# Romanian Deadlift Vs Regular Deadlift



## Big G (Jul 31, 2007)

What's the difference? I've heard a Romanian deadlift works the glutes real well (I never get sore from prone leg curls) and I wondered how to do them.


----------



## Big G (Jul 31, 2007)

And I know, I know... Being sore is no indicator of hypertrophy, but I don't think I'm seeing my in the way of notable results from my hamstrings/glutes anyway (not that I can see 'em particularly, of course), but still...
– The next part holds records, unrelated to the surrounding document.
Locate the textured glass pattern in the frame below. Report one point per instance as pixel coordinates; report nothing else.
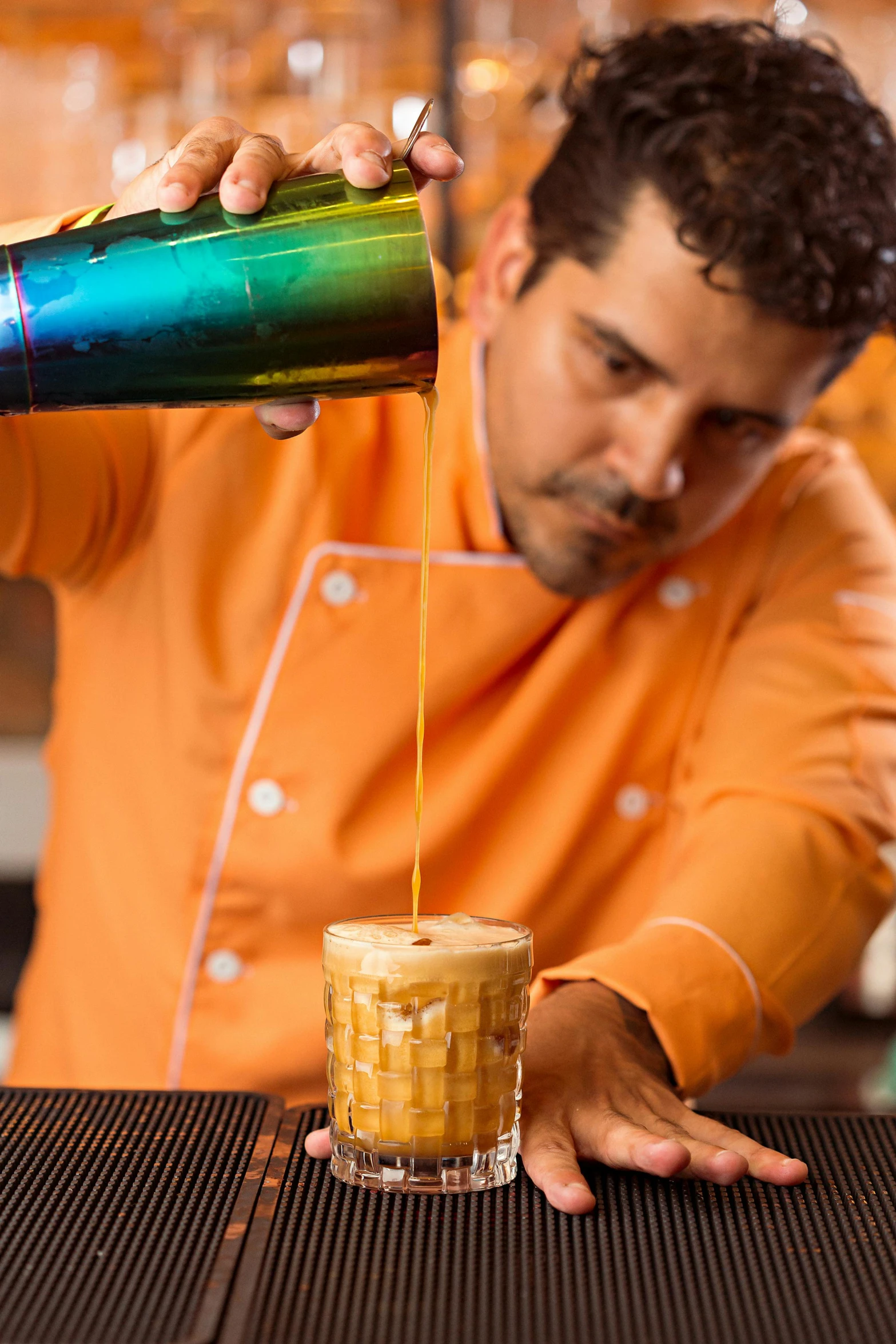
(425, 1074)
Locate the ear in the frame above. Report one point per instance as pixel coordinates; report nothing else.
(503, 263)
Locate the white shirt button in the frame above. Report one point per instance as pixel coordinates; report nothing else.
(266, 797)
(632, 803)
(224, 967)
(676, 592)
(339, 588)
Romanian Deadlfts Vs Regular ones. Any thoughts? Wider stance perhaps? Straight legged + wide stance? Anyone?


----------



## AKIRA (Jul 31, 2007)

What is a "regular" deadlift?


----------



## fufu (Jul 31, 2007)

Romanian deadlifts - you don't touch the bar to the floor. Kind of like a stiff legged DL. Although I am not 100% on the difference between RDL's and SLDL'S, I think you stand a little wider with a Romanian deadlift, let the knees flex a little more, and push the hips back further.


----------



## buening (Aug 1, 2007)

RDLs are just like conventionals except the end of the movements is the max point of flexibility in your hamstrings. Your legs will have a slight bend to them just as conventionals. Only difference is you don't bend your legs and squat down to finish the move (bar doesn't touch the ground).
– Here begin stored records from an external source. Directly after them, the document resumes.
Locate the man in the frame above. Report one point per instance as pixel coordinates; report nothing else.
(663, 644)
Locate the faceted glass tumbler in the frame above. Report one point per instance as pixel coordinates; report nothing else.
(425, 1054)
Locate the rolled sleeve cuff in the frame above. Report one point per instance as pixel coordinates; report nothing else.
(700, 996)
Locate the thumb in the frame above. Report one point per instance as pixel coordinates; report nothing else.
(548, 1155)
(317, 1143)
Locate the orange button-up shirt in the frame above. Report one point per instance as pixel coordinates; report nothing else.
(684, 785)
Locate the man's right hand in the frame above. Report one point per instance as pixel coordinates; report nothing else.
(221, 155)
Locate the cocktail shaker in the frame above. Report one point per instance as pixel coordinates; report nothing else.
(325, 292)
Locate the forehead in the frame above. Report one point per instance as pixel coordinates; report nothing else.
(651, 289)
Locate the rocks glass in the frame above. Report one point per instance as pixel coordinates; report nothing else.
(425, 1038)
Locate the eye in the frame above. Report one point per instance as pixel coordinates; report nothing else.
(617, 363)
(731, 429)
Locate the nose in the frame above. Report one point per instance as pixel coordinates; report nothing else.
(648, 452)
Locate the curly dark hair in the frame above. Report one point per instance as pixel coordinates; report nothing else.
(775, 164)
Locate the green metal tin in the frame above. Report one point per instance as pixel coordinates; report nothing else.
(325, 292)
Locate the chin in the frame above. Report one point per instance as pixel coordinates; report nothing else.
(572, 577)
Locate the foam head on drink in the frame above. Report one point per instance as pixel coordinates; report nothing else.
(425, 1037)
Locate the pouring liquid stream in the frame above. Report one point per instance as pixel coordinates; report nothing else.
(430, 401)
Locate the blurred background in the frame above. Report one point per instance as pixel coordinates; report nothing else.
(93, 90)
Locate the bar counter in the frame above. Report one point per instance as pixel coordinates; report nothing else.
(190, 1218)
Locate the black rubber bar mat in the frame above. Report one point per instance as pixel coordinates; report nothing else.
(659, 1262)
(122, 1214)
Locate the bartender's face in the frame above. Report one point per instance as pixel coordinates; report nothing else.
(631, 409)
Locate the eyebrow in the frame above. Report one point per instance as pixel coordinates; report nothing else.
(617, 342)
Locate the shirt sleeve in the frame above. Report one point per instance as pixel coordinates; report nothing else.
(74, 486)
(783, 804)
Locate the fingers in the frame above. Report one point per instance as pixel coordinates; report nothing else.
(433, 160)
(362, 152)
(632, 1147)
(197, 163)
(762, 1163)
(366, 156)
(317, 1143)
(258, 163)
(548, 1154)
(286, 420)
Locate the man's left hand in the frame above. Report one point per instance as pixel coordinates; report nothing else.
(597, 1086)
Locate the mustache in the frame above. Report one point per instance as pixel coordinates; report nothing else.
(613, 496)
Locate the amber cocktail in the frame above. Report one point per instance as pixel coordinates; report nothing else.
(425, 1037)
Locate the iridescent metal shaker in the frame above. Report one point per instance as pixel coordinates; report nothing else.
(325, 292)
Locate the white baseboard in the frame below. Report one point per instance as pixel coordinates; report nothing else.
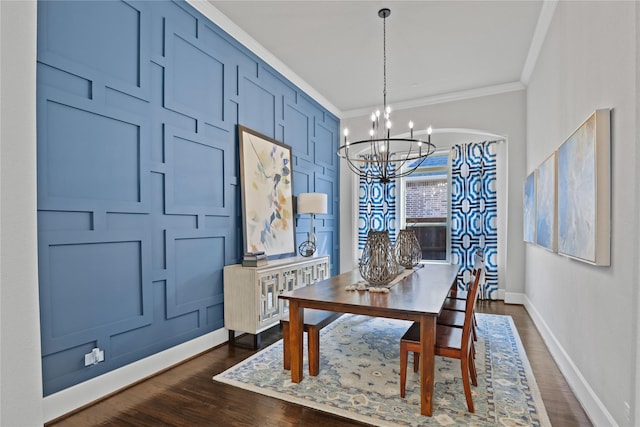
(514, 298)
(72, 398)
(593, 406)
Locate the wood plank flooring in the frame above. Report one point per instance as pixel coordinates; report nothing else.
(185, 395)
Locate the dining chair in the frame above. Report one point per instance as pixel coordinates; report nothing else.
(454, 306)
(455, 293)
(452, 342)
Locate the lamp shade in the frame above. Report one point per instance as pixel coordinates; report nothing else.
(314, 203)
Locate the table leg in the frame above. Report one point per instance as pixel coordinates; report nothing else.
(296, 329)
(427, 367)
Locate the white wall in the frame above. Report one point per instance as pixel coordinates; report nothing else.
(588, 314)
(20, 372)
(500, 114)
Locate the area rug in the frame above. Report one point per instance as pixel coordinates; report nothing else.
(359, 377)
A good mix of conventional, rdl, sdl, and sumo will keep you from plateau early on


----------



## CowPimp (Aug 1, 2007)

There is less knee extension in an RDL.  Both are great exercises.


----------



## Big G (Aug 2, 2007)

Kewl! Thanks everyone! Much appreciated.


----------



## Jon Wolbers (Aug 22, 2007)

*romainian*

Definately Romainian or as they are sometimes called Keystone deadlifts.


----------



## r00kie (Aug 23, 2007)

nice read. rdls dont work my lower back at all 

Muscle & Fitness/Hers: What's the difference? Think all deadlifts are created equal? Think again. Here's the difference between conventional, Romanian and stiff-legged deadlifts


----------



## Big G (Aug 31, 2007)

Kewl. Thx.


----------



## fufu (Sep 1, 2007)

r00kie said:


> nice read. rdls dont work my lower back at all
> 
> Muscle & Fitness/Hers: What's the difference? Think all deadlifts are created equal? Think again. Here's the difference between conventional, Romanian and stiff-legged deadlifts



I garuntee you it is, you just may not feel it.


----------



## plewser2006 (Sep 3, 2007)

is that a money back guarantee?


----------